René, berger passionné de l’alpage de la Lettaz, dans le massif des Voirons (Haute-Savoie), s’est fait une belle frayeur dimanche 18 avril dernier : huit individus en quad et motos qui se trouvaient sur sa propriété, qui plus est sur un site Natura 2000 où les véhicules motorisés sont interdits, l’ont agressé après qu’il leur demandait de quitter les lieux.

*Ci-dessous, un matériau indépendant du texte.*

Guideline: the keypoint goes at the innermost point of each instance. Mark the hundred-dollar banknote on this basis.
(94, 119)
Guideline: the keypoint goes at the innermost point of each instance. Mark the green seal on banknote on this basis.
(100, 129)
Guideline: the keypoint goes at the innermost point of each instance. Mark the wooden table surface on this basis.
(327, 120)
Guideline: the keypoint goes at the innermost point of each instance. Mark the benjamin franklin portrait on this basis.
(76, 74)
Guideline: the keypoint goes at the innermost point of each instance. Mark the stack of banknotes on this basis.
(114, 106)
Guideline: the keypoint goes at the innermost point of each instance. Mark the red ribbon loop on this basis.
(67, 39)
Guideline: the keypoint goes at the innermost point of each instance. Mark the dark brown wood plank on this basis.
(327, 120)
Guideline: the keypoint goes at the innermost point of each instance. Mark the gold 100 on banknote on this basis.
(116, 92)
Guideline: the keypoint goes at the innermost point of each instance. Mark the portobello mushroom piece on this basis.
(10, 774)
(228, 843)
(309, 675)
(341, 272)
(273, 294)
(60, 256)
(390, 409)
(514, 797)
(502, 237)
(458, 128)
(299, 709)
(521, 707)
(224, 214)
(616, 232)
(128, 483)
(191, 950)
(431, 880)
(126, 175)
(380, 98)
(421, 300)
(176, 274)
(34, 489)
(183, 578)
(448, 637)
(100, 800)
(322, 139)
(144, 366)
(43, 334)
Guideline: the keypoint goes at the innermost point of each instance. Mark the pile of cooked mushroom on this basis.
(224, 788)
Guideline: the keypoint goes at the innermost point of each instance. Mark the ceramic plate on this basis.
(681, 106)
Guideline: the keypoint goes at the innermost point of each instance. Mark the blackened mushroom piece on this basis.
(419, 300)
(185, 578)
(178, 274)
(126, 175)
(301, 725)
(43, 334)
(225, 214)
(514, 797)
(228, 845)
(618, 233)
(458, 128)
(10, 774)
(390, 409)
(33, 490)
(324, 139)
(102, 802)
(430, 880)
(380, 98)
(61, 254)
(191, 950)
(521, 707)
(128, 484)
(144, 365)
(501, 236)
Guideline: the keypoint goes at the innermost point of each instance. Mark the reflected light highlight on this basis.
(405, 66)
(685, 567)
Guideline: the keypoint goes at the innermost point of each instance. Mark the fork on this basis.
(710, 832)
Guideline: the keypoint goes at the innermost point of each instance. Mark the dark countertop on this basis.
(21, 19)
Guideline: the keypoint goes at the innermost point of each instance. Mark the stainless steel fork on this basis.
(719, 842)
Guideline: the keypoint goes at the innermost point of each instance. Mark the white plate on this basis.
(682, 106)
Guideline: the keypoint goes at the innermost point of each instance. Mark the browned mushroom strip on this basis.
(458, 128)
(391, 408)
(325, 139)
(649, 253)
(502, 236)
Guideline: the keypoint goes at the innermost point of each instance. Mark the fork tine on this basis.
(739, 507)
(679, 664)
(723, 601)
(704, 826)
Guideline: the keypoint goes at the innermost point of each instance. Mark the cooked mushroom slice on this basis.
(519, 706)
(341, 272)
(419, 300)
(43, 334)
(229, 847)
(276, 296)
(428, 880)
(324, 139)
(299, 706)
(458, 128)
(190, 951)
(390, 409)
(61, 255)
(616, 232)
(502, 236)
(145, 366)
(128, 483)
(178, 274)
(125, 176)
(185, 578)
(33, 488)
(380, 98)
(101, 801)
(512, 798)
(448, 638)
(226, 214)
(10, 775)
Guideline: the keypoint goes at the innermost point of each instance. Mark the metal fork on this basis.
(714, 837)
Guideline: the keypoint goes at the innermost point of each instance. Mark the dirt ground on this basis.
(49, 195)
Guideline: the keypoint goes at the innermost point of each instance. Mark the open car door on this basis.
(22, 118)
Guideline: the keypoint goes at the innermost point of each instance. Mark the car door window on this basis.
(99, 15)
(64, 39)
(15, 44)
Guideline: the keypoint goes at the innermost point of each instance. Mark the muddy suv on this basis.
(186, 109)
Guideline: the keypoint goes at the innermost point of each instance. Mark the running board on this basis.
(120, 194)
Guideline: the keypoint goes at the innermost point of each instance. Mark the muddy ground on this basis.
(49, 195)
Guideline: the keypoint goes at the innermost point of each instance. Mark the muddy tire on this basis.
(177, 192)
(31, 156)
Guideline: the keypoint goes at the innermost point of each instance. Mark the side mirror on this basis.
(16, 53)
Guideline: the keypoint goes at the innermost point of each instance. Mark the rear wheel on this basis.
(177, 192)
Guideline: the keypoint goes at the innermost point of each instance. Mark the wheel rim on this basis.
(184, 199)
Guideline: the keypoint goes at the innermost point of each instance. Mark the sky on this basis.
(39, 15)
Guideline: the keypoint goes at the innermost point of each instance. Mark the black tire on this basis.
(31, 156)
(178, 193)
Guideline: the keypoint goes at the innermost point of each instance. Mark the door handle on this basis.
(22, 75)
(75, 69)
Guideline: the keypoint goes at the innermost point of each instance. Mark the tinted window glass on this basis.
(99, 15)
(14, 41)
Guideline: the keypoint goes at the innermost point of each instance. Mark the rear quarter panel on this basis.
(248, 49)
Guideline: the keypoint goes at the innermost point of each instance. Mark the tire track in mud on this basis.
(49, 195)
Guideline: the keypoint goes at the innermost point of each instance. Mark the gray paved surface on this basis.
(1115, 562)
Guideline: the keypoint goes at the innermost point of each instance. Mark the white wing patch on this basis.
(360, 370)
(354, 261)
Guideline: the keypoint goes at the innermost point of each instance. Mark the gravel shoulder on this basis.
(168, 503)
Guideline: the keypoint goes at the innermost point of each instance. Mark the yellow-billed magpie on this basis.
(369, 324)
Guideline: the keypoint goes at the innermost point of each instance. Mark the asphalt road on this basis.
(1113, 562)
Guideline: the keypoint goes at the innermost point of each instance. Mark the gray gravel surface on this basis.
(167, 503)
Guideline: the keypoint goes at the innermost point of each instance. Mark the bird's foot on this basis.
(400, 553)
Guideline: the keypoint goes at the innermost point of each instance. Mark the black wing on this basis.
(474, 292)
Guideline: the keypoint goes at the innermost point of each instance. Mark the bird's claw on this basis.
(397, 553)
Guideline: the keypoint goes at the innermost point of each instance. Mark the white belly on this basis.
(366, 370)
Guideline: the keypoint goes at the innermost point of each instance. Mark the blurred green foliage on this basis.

« Je leur ai expliqué qu’ils n’avaient pas à être là, témoigne-t-il. Quand je leur ai dit que j’allais appeler la gendarmerie et l’ONF (1), ils ont posé les motos et ils me sont tombés dessus à 5, à coups de poing, de pieds et de pierres. » Fort heureusement, René va mieux malgré des douleurs qui persistent encore.

Plainte déposée à la gendarmerie

Après un tour aux urgences, René a déposé plainte le lendemain à la gendarmerie. « L’originalité de l’affaire est que ses agresseurs ont aussi porté plainte contre lui, explique Gabriel Doublet, maire de Saint-Cergues et président de la communauté d’agglomération Annemasse agglo. Ils ont de fait tous été identifiés et ont reconnu qu’ils avaient violé une propriété privée et les règles du massif en zone Natura 2000. »

Un soutien bienvenu

« Au niveau de l’agglomération, on a tout fait pour le soutenir, ajoute Gabriel Doublet. On a saisi le procureur et déposé plainte pour se constituer partie civile à ses côtés. On a également écrit au préfet de la Haute-Savoie pour demander que les règles soient mieux appliquées et qu’elles fassent l’objet de plus de prévention et de répression sur le massif. »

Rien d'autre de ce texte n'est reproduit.